Phosphorylation of TSC2 improves cardiac function in mice with chronic myocardial infarction via mTORC1 inhibition

Z. Wei (Berlin)¹, T. Wang (Berlin)², S. Stanislawiak (Berlin)², J. Jamal El-Din (Berlin)¹, U. Landmesser (Berlin)³, C. Oeing (Berlin)^4
1Charité Universitätsmedizin Berlin Max Rubner Center for Cardiovascular Metabolic Renal Research Berlin, Deutschland; ²Berlin, Deutschland; ³Deutsches Herzzentrum der Charite (DHZC) Klinik für Kardiologie, Angiologie und Intensivmedizin Berlin, Deutschland; ⁴Deutsches Herzzentrum der Charite (DHZC) Klinik für Kardiologie, Angiologie und Intensivmedizin | CBF Berlin, Deutschland

Background and Aim
The mechanistic target of rapamycin complex-1 (mTORC1) coordinates regulation of growth, protein synthesis, metabolism and autophagy.
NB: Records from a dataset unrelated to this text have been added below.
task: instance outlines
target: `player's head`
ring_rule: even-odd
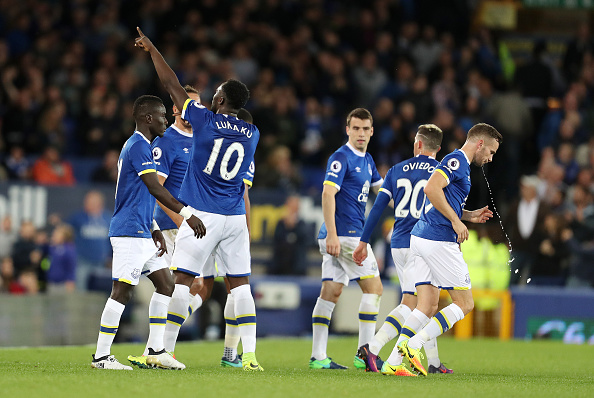
[[[472,126],[466,137],[466,143],[476,149],[472,162],[477,166],[492,162],[493,155],[499,149],[499,144],[502,141],[503,137],[495,127],[487,123],[478,123]]]
[[[136,128],[147,129],[151,138],[162,137],[167,129],[167,118],[165,117],[165,105],[159,97],[154,95],[142,95],[134,101],[132,111]],[[142,131],[142,130],[141,130]],[[146,133],[146,131],[142,131]]]
[[[367,144],[373,135],[373,116],[365,108],[353,109],[346,119],[346,133],[349,143],[359,151],[367,151]]]
[[[254,118],[252,117],[252,114],[249,113],[245,108],[241,108],[239,112],[237,112],[237,118],[249,124],[254,124]]]
[[[441,149],[443,131],[434,124],[422,124],[415,136],[414,154],[435,155]]]
[[[188,97],[200,103],[200,91],[198,91],[198,89],[186,84],[184,86],[184,90],[186,90],[186,93],[188,93]],[[175,116],[176,123],[179,122],[186,130],[191,131],[192,125],[187,120],[181,118],[181,110],[177,109],[177,106],[175,105],[173,105],[173,116]]]
[[[219,113],[225,110],[237,113],[250,99],[250,90],[239,80],[229,79],[217,88],[212,98],[211,111]]]

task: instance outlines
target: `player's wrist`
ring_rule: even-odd
[[[182,216],[184,220],[187,220],[194,215],[194,211],[196,210],[193,207],[185,206],[179,211],[179,215]]]
[[[155,220],[153,220],[153,232],[155,231],[160,231],[161,228],[159,228],[159,224],[157,224],[157,222]]]

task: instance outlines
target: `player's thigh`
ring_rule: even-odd
[[[338,263],[348,275],[349,280],[359,281],[379,277],[377,260],[375,259],[371,245],[367,244],[367,258],[361,265],[358,265],[353,260],[353,252],[359,245],[359,238],[339,236],[338,239],[340,240],[341,246]]]
[[[407,247],[392,249],[392,259],[396,266],[396,273],[398,274],[402,294],[414,295],[416,289],[415,280],[412,277],[413,261],[410,249]]]
[[[422,257],[431,269],[431,274],[439,288],[445,290],[471,288],[468,266],[457,243],[425,240],[422,250],[424,250]]]
[[[412,279],[414,280],[413,284],[415,286],[415,290],[417,286],[421,285],[438,286],[437,281],[434,280],[435,278],[431,273],[429,264],[427,264],[427,261],[425,261],[425,258],[422,255],[423,245],[424,242],[422,242],[420,238],[411,236],[410,252],[408,258],[408,267],[410,267],[410,270],[408,270],[408,273],[413,275]]]
[[[322,254],[322,283],[331,281],[348,286],[349,276],[340,265],[338,258],[326,252],[326,239],[318,239],[318,245]]]
[[[167,263],[167,266],[171,266],[171,260],[173,259],[173,252],[175,251],[175,238],[177,237],[177,228],[164,229],[161,232],[165,238],[165,244],[167,245],[167,253],[163,254],[163,259]]]
[[[220,214],[195,211],[206,227],[206,235],[198,239],[187,222],[183,222],[175,239],[175,251],[171,262],[173,271],[201,276],[204,264],[221,241],[224,217]]]
[[[157,253],[152,239],[112,237],[113,261],[112,279],[132,286],[138,285],[145,263]]]
[[[225,232],[216,248],[218,272],[239,278],[251,275],[250,236],[244,215],[225,216]]]

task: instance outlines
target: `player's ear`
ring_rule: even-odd
[[[146,124],[151,124],[153,122],[153,115],[147,113],[146,115],[144,115],[144,119],[146,120]]]

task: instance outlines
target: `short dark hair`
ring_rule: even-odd
[[[477,123],[468,130],[468,139],[491,137],[498,143],[503,142],[503,136],[497,129],[487,123]]]
[[[134,101],[132,115],[134,119],[138,119],[147,113],[151,113],[158,106],[164,106],[161,98],[154,95],[141,95]]]
[[[361,120],[369,120],[369,121],[371,121],[371,125],[373,126],[373,116],[371,116],[371,112],[369,112],[365,108],[353,109],[347,116],[347,119],[346,119],[347,126],[351,125],[351,119],[354,117],[357,119],[361,119]]]
[[[436,151],[441,147],[443,140],[443,131],[434,124],[421,124],[417,130],[417,135],[421,137],[421,141],[427,149]]]
[[[241,109],[250,99],[250,90],[239,80],[229,79],[221,86],[232,109]]]
[[[252,114],[249,113],[245,108],[241,108],[239,112],[237,112],[237,118],[248,122],[249,124],[254,124],[254,118],[252,117]]]
[[[200,90],[198,90],[197,88],[195,88],[193,86],[190,86],[189,84],[186,84],[184,86],[184,90],[186,90],[186,93],[188,93],[188,94],[193,93],[193,94],[200,95]]]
Its hyperactivation contributes to disease in different organs, including the heart. However, the role of mTORC1 and its locally regulated activity during chronic myocardial infarction (MI) remains unclear. Tuberin (TSC2) is a GTPase-activating protein and important inhibitory regulator of mTORC1. A unique knock-in (KI) mutation of TSC2 can inhibit hyperactivity of mTORC1 after pathological stimulus without losing its basal physiological function. This way, we can investigate the effects of mTORC1 in chronic MI.

Methods
We used a phospho-mimetic TSC2S1365E (TSC2SE) knock-in (KI) mouse model and wildtype controls (TSC2WT). MI was induced by surgical permanent left anterior descending artery (LAD) ligation in 8-10 weeks old mice, which were sacrificed 6 weeks later. Echocardiography was used to assess cardiac function, and western blot was used to characterize mTORC1 activity. 

Results
We found that mTORC1 was activated only in the ischemic area of TSC2WT hearts. The ischemic area of TSC2SE mice had similar mTORC1 activity to sham hearts. For the remote area, both TSC2WT and TSC2SE hearts had similar activity to sham hearts. We also tested the cardiac tissue from pigs suffering LAD ligation which showed the same trend: mTORC1 was only activated in the ischemic area, not in the border zone, or remote area. Interestingly, we found TSC2S1365 was phosphorylated in the ischemic area of mouse hearts, a known inhibitory mechanism of mTORC1. After chronic LAD ligation, TSC2SE mice had higher left ventricular ejection fraction (EF) than TSC2WT mice (EF 37.4±8.0% n=20 vs. 47.6±8.2% n=21, p<0.001) suggesting that global fine-tuned inhibition of mTORC1 via genetic mimicking of TSC2S1365 phosphorylation (TSC2SE) improves cardiac function after MI. 

Conclusion
Following MI, mTORC1 remained highly activated for an extended period in the ischemic area, which is associated to an impairment of the left ventricle. While TSC2SE inhibited this hyperactivation of mTORC1 in the ischemic area, it led to an improved cardiac function. The pTSC2S1365 -mTORC1 pathway is therefore a novel translational target for patients suffering from MI.